Aos poucos os longevos vão permanecendo por mais tempo no mercado de trabalho. 

Seremos 8,5 bilhões de pessoas no planeta até 2030 e 9,7 bilhões em 2050, chegando a 10,3 bilhões em 2080, segundo estimativas feitas no relatório Perspectivas da População Mundial, da ONU.

Mais de 55% da população atual vive em cidades e áreas urbanas. E estamos todos vivendo mais.

Dados do Banco Mundial indicam que a média mundial de expectativa de vida era de 52 anos em 1960 e passou para 73 anos em 2024. 

O IBGE aponta que no Brasil a longevidade da população aumentou significativamente nas últimas nove décadas.
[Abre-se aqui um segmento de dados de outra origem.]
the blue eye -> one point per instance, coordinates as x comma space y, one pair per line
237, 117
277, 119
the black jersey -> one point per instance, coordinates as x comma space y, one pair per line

Quem nasceu em 1940 viveria em média 45,5 anos, segundo o órgão. Já em 2024, a expectativa de vida para um recém-nascido era de 76,6 anos.

Mas esses números não contam toda a verdade. 

Com a natalidade tendendo a cair em futuro relativamente próximo, a boa notícia quanto à longevidade é que não apenas as pessoas estão vivendo mais, como gradualmente esses anos a mais adicionados à vida vão incorporando pessoas capazes de trabalhar. 

Conforme estudo do banco de investimentos Goldman Sachs, ao menos nos países de economia mais desenvolvida desde 2000 a média da vida ativa já aumentou 12% (de 34 para 38 anos).

O resultado, ainda segundo o Goldman Sachs, é que, apesar do aumento da esperança de vida e da diminuição da proporção da população em idade ativa, a parte média da vida dedicada à participação no mercado de trabalho aumentou de 44% para 47%. 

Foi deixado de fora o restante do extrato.